US 12,271,820 B2
	Neural network acceleration and neural network acceleration method based on structured pruning and low-bit quantization
Kejie Huang, Zhejiang (CN); Chaoyang Zhu, Zhejiang (CN); and Haibin Shen, Zhejiang (CN)
Assigned to ZHEJIANG UNIVERSITY, Hangzhou (CN)
Filed by ZHEJIANG UNIVERSITY, Zhejiang (CN)
Filed on Sep. 27, 2021, as Appl. No. 17/485,645.
Application 17/485,645 is a continuation of application No. PCT/CN2020/099891, filed on Jul. 2, 2020.
Claims priority of application No. 201910609993.5 (CN), filed on Jul. 8, 2019.
Prior Publication US 2022/0012593 A1, Jan. 13, 2022
Int. Cl.
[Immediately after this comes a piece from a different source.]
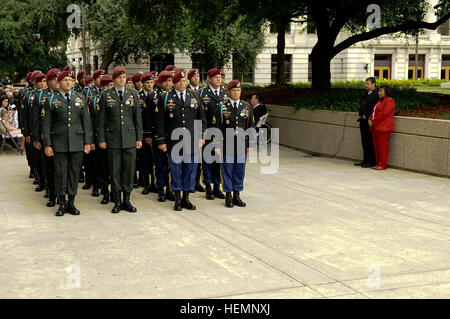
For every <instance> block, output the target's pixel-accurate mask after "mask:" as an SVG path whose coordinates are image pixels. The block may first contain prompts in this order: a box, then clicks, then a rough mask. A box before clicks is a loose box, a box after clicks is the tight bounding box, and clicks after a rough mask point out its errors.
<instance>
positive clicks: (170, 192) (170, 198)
mask: <svg viewBox="0 0 450 319" xmlns="http://www.w3.org/2000/svg"><path fill="white" fill-rule="evenodd" d="M166 199H167V200H170V201H172V202H173V201H174V200H175V197H174V195H173V192H172V191H171V190H170V187H169V186H167V187H166Z"/></svg>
G06N 3/082 (2023.01); G06F 9/50 (2006.01); G06N 3/063 (2023.01)

CPC G06N 3/082 (2013.01) [G06F 9/5027 (2013.01); G06N 3/063 (2013.01)]

4 Claims

2. A neural network accelerator based on structured pruning and low-bit quantization, comprising:

a master controller;

an activations selection unit;

an extensible calculation array;

a multifunctional processing element;

a Direct Memory Access (DMA);

a Dynamic Random Access Memory (DRAM); and

a buffer,

wherein the master controller is respectively connected with the activations selection unit, the extensible calculation array and the DMA; the DMA is respectively connected with the buffer and the DRAM; the buffer is respectively connected with the multifunctional processing element and the activations selection unit; and the extensible calculation array is respectively connected with the activations selection unit and the buffer;

the master controller is configured for parsing an instruction set to generate a first storage address of input activation and weights, a storage address of output activation and control signals;

the buffer is configured for storing the input activation, the output activation and weight indexes;

the activations selection unit is configured for selecting the input activation inputted from the buffer according to the control signals generated by the master controller and transmitting the input activation to the extensible calculation array;

the extensible calculation array comprises N×M PEs; N and M represent rows and columns of the PEs respectively; each PE is configured to store part of weights of the neural network, determine a second storage address of the weights according to the received weight indexes, acquire the weights corresponding to the input activation according to the second storage address of the weights, and control the reading of the weights and the on-off state of a multiplier in the PE by judging whether the received input activation are zero; each PE is configured to judge whether the currently calculated output activations completes the convolution of the input activations and the weight of an input channel according to the control signals generated by the master controller, and if so, the PE stores the output activations into an output activations buffer in the buffer through the activations selection unit;

the multifunctional processing element is configured for completing pooling, activation and normalization operations of the network; and

the DMA is configured for reading the weights stored in the DRAM according to the first storage address of the weights, reading the output activation stored in the buffer according to the storage address of the current output activations, and transmitting the output activation to the DRAM for storage;

wherein the activations selection unit comprises:

an input activations register;

an index decoder; and

a selector,

wherein the selector is respectively connected with the input activations register and the index decoder;

the input activations register is configured for reading in and outputting the input activation according to the control signals generated by the master controller;

the index decoder is configured for decoding weight indexes to generate jump value; and

the selector is configured for selecting the input activation according to the jump value and transmitting the input activation to the extensible calculation array.